Main Page | See live article | Alphabetical index

Plymouth Brethren

The Plymouth Brethren is a Christian religious movement in Dublin, Ireland in 1828 made prominent by John Nelson Darby, Edward Cronin, John Bellett, and Francis Hutchinson. As the movement spread, a large group of adherents assembled in Plymouth, England and the members were called the Plymouth Brethren.

Between the years 1845 and 1848 a difference over the "independence" of local meetings resulted in the first division, causing a distinction to be made between the open brethren mainly referred to by the name "Plymouth Brethren" and the exclusive brethren.

Open brethren remain loosely affiliated and over the years have come to resemble Protestant evangelical churches in doctrine, except that there are no officially recognized clergy and the Lord's Supper is celebrated weekly - both of which are common to open and exclusive groups alike.

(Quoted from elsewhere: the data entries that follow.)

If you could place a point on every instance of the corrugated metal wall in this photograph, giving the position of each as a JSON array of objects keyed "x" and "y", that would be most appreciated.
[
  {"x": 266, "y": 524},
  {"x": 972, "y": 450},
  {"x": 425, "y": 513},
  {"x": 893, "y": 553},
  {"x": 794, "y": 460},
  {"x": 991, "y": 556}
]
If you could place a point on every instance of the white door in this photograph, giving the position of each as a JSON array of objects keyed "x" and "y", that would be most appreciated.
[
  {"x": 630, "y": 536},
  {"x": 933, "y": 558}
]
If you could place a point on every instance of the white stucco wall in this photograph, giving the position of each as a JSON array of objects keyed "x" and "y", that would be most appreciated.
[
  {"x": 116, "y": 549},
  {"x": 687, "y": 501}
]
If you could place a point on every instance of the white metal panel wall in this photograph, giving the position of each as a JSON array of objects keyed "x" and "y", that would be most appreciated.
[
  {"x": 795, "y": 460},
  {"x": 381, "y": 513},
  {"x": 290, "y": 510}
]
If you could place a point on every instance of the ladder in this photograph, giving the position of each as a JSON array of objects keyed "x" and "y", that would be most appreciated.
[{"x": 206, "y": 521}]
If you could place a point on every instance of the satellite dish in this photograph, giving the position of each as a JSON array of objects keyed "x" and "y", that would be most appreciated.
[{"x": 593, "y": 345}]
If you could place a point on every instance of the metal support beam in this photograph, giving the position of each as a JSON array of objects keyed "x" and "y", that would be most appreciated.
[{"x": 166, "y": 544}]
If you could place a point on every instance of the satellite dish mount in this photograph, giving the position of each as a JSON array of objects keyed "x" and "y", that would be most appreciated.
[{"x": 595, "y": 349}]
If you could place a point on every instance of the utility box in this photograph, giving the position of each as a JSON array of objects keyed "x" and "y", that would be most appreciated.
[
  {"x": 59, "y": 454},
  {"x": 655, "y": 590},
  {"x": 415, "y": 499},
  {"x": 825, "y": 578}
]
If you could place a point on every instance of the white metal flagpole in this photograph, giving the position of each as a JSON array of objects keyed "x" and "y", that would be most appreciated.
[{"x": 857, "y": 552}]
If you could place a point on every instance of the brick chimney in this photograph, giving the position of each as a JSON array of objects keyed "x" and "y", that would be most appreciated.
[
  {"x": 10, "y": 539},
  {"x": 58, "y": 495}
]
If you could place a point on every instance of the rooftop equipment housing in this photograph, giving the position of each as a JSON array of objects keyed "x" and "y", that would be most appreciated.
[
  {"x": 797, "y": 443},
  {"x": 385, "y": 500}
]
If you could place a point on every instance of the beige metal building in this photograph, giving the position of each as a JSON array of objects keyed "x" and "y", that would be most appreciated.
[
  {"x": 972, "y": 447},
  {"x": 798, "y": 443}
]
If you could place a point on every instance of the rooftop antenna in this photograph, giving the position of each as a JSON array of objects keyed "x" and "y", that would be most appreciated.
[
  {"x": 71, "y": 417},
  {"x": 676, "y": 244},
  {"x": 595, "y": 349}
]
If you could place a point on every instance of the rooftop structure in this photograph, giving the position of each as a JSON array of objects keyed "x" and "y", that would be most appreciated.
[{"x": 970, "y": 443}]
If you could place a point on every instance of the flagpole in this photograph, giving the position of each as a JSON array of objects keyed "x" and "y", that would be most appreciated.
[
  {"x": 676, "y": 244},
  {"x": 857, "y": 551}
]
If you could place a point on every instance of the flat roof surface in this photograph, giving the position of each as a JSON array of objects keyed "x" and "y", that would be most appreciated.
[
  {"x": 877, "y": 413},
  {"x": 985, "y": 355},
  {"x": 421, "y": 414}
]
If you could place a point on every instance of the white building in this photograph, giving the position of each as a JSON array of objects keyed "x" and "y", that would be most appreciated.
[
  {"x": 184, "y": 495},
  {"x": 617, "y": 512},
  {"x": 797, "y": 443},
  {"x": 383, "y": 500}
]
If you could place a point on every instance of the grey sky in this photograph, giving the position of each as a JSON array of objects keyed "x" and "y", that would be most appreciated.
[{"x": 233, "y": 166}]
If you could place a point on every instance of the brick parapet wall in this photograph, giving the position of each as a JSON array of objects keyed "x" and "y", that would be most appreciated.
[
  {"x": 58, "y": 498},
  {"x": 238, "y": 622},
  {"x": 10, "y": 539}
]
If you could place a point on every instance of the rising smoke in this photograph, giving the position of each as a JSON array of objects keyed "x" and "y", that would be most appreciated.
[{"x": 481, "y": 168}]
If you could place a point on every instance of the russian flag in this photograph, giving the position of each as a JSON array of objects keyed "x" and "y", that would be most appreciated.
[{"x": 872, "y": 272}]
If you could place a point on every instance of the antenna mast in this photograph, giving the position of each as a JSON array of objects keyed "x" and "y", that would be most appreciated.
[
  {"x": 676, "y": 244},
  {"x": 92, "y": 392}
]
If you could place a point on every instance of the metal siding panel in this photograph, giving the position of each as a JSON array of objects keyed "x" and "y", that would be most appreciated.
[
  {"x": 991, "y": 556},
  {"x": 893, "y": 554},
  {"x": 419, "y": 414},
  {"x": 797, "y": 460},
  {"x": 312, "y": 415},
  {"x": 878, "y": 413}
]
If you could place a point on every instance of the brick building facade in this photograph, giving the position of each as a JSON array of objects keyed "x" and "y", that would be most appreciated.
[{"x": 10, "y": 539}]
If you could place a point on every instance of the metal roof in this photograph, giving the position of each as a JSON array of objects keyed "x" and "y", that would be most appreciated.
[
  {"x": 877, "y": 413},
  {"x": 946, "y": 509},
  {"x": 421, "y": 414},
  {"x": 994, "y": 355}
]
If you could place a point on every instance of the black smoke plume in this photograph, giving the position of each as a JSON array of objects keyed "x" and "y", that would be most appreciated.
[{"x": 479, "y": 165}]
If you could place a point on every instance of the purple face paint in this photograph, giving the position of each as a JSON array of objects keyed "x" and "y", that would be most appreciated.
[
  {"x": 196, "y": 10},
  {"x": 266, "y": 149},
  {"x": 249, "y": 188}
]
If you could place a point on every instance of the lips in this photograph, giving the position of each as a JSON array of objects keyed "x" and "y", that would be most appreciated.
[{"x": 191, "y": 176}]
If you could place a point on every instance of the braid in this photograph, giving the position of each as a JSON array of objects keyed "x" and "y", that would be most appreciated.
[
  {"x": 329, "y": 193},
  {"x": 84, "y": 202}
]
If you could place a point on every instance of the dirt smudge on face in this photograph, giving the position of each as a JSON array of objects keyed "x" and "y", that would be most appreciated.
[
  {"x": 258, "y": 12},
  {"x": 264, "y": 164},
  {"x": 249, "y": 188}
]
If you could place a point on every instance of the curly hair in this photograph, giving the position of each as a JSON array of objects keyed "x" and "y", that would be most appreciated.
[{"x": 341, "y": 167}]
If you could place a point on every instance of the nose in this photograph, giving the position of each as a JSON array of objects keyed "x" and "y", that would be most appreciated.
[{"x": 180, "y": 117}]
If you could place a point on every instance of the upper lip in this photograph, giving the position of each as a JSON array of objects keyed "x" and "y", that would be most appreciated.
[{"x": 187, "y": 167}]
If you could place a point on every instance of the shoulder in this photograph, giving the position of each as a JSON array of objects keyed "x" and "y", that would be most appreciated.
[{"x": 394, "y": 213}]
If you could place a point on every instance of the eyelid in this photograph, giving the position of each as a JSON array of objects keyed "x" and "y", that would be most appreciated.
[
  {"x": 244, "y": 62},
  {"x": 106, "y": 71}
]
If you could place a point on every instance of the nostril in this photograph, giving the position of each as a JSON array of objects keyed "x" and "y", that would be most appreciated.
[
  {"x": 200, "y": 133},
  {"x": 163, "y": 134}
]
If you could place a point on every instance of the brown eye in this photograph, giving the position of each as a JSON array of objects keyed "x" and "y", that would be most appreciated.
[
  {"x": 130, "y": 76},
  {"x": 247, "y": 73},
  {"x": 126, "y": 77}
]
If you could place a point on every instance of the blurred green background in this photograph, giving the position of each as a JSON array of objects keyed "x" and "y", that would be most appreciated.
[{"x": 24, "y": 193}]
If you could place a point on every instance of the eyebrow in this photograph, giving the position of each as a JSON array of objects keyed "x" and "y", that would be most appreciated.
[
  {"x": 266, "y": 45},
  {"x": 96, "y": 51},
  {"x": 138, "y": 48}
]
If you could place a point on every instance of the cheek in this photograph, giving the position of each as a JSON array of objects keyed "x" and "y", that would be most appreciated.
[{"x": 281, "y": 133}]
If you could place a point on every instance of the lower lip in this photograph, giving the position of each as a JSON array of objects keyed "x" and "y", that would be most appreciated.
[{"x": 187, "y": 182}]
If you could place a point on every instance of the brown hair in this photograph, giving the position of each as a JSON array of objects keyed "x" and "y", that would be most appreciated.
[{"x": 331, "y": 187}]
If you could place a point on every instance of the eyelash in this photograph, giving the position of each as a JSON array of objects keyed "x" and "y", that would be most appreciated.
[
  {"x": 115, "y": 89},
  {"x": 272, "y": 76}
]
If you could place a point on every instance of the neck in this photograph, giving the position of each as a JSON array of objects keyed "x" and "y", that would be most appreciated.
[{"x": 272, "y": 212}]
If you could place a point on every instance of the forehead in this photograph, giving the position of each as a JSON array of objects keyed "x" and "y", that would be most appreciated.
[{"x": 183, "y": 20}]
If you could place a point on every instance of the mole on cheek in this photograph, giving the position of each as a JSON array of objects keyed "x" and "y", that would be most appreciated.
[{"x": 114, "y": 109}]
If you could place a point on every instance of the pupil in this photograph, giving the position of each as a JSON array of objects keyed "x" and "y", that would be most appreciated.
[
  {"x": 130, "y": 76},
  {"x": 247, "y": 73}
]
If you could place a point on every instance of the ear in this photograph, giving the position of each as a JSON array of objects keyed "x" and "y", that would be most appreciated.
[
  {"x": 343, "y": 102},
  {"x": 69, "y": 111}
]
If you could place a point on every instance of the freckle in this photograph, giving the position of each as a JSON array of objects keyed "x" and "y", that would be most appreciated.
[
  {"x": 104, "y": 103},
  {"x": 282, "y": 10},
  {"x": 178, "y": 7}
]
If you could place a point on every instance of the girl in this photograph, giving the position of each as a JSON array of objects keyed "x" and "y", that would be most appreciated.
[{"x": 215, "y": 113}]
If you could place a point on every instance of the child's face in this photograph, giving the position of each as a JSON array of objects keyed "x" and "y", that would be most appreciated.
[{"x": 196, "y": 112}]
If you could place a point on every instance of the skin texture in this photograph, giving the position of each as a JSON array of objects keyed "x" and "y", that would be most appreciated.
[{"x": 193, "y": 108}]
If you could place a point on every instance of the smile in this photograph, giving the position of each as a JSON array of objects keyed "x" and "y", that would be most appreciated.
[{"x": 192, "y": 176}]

Exclusive brethren experienced numerous splits over disputes as to doctrine and various groups resulting from these still exist. But in 1953, upon the death of prominent teacher James Taylor Senior, a political power-struggle ensued. Within 10 years time a cult-like cell-structured movement, marked by extreme harshness and intolerance had emerged, led by James Taylor Junior, James H. Symington, John S. Hales, and currently Bruce D. Hales. This branch is not represented on the Internet as the current teaching forbids all use of computers, TV and radio, and their organization has strong mechanisms in place to ensure that this policy is followed. They are, however, allowed to read newspapers.

In 1970, extreme moral issues arising with leaders caused a "mass exodus". Some who left, and remained exclusive, either joined other exclusive groups or banded together as opposers of the "cult" and over the past 30 years have experienced a few divisions. Others took no side, joined no existing groups, and now meet in private homes in very small numbers.